I have a need for a circular buffer (or other data structure), on which I can do a "ToArray" or similar call to get the current state of the buffer and use whilst the buffer carries on possibly overwriting the values held.

The reason for this use case is that the returned data is passed to a worker thread to process and the idea is to ensure that as little data is overwritten as possible in between the calls. The choice of a circular data structure was ostensibly to reduce the memory usage of the buffer to a fixed value.
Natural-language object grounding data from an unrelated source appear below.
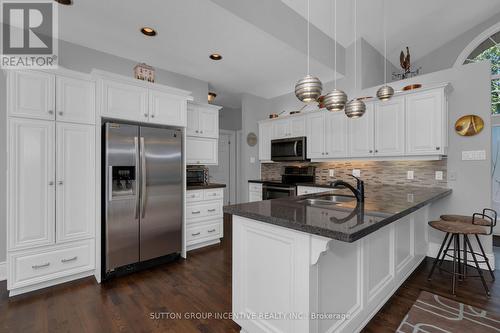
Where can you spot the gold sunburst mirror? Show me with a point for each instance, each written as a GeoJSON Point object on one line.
{"type": "Point", "coordinates": [469, 125]}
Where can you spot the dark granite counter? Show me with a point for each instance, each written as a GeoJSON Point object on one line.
{"type": "Point", "coordinates": [205, 187]}
{"type": "Point", "coordinates": [347, 221]}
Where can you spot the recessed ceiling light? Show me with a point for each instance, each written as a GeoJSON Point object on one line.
{"type": "Point", "coordinates": [215, 56]}
{"type": "Point", "coordinates": [148, 31]}
{"type": "Point", "coordinates": [65, 2]}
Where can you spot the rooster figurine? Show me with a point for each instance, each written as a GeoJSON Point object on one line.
{"type": "Point", "coordinates": [405, 60]}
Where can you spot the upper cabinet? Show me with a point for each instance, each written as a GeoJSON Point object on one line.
{"type": "Point", "coordinates": [40, 95]}
{"type": "Point", "coordinates": [203, 120]}
{"type": "Point", "coordinates": [125, 98]}
{"type": "Point", "coordinates": [425, 118]}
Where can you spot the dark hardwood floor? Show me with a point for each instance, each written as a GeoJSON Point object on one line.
{"type": "Point", "coordinates": [200, 284]}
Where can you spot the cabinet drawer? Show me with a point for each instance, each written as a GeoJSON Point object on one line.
{"type": "Point", "coordinates": [214, 194]}
{"type": "Point", "coordinates": [192, 196]}
{"type": "Point", "coordinates": [203, 232]}
{"type": "Point", "coordinates": [208, 209]}
{"type": "Point", "coordinates": [32, 267]}
{"type": "Point", "coordinates": [255, 187]}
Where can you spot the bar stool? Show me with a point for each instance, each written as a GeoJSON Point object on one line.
{"type": "Point", "coordinates": [456, 225]}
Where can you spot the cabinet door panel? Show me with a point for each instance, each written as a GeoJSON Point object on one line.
{"type": "Point", "coordinates": [201, 151]}
{"type": "Point", "coordinates": [265, 134]}
{"type": "Point", "coordinates": [297, 127]}
{"type": "Point", "coordinates": [316, 135]}
{"type": "Point", "coordinates": [336, 135]}
{"type": "Point", "coordinates": [208, 123]}
{"type": "Point", "coordinates": [75, 100]}
{"type": "Point", "coordinates": [124, 101]}
{"type": "Point", "coordinates": [166, 109]}
{"type": "Point", "coordinates": [31, 183]}
{"type": "Point", "coordinates": [32, 95]}
{"type": "Point", "coordinates": [75, 204]}
{"type": "Point", "coordinates": [390, 127]}
{"type": "Point", "coordinates": [361, 137]}
{"type": "Point", "coordinates": [424, 123]}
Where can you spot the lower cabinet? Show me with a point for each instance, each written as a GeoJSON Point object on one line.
{"type": "Point", "coordinates": [201, 151]}
{"type": "Point", "coordinates": [204, 217]}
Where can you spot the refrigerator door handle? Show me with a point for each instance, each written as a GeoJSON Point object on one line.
{"type": "Point", "coordinates": [136, 150]}
{"type": "Point", "coordinates": [143, 179]}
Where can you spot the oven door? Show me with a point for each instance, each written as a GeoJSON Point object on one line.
{"type": "Point", "coordinates": [276, 191]}
{"type": "Point", "coordinates": [292, 149]}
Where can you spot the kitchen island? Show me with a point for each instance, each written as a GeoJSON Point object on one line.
{"type": "Point", "coordinates": [302, 265]}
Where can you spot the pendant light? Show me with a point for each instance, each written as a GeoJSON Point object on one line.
{"type": "Point", "coordinates": [336, 99]}
{"type": "Point", "coordinates": [385, 92]}
{"type": "Point", "coordinates": [308, 89]}
{"type": "Point", "coordinates": [355, 108]}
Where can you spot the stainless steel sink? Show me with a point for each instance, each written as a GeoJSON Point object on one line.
{"type": "Point", "coordinates": [329, 199]}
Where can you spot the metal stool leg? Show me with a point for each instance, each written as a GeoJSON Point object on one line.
{"type": "Point", "coordinates": [477, 266]}
{"type": "Point", "coordinates": [485, 258]}
{"type": "Point", "coordinates": [439, 254]}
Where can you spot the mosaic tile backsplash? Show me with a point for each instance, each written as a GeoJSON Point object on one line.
{"type": "Point", "coordinates": [372, 172]}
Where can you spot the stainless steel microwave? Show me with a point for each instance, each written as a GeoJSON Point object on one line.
{"type": "Point", "coordinates": [289, 149]}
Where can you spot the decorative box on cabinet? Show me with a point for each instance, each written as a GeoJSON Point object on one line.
{"type": "Point", "coordinates": [204, 217]}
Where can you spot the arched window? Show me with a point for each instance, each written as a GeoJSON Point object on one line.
{"type": "Point", "coordinates": [489, 49]}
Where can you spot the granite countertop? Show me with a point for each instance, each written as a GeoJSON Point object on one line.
{"type": "Point", "coordinates": [346, 221]}
{"type": "Point", "coordinates": [205, 187]}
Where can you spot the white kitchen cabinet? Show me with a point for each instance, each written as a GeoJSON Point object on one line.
{"type": "Point", "coordinates": [203, 120]}
{"type": "Point", "coordinates": [361, 138]}
{"type": "Point", "coordinates": [389, 119]}
{"type": "Point", "coordinates": [32, 95]}
{"type": "Point", "coordinates": [125, 101]}
{"type": "Point", "coordinates": [165, 108]}
{"type": "Point", "coordinates": [204, 217]}
{"type": "Point", "coordinates": [425, 123]}
{"type": "Point", "coordinates": [75, 209]}
{"type": "Point", "coordinates": [315, 127]}
{"type": "Point", "coordinates": [31, 201]}
{"type": "Point", "coordinates": [75, 100]}
{"type": "Point", "coordinates": [265, 137]}
{"type": "Point", "coordinates": [201, 151]}
{"type": "Point", "coordinates": [336, 135]}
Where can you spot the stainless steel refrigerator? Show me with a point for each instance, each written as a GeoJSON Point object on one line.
{"type": "Point", "coordinates": [143, 168]}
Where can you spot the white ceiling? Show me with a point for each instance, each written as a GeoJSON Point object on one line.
{"type": "Point", "coordinates": [423, 25]}
{"type": "Point", "coordinates": [255, 61]}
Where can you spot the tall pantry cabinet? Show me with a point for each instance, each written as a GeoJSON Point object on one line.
{"type": "Point", "coordinates": [51, 178]}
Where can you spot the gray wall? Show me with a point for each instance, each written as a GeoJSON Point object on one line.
{"type": "Point", "coordinates": [446, 55]}
{"type": "Point", "coordinates": [230, 118]}
{"type": "Point", "coordinates": [472, 188]}
{"type": "Point", "coordinates": [84, 59]}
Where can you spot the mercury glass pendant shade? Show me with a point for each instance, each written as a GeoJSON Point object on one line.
{"type": "Point", "coordinates": [335, 100]}
{"type": "Point", "coordinates": [308, 89]}
{"type": "Point", "coordinates": [385, 92]}
{"type": "Point", "coordinates": [355, 108]}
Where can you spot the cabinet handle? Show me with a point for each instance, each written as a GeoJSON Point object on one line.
{"type": "Point", "coordinates": [68, 260]}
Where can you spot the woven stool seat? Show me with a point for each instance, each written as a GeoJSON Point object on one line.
{"type": "Point", "coordinates": [456, 227]}
{"type": "Point", "coordinates": [465, 219]}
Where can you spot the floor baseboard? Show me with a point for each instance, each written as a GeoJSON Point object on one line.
{"type": "Point", "coordinates": [3, 271]}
I built the data structure below, which up until yesterday was sufficient for my needs. The relevant calls are TakeSnapshot, TakeAll and TakeWeakArraySnapshot which are all variations on the same theme.

The call is made quite frequently when about a 1000 samples of reference types are available.

All the calls result in an out of memory exception at some point. The exception is the TakeWeakArraySnapshot which basically reverts to null midway through using the array (something i guess is to do with the fact that the gc handle is weak?)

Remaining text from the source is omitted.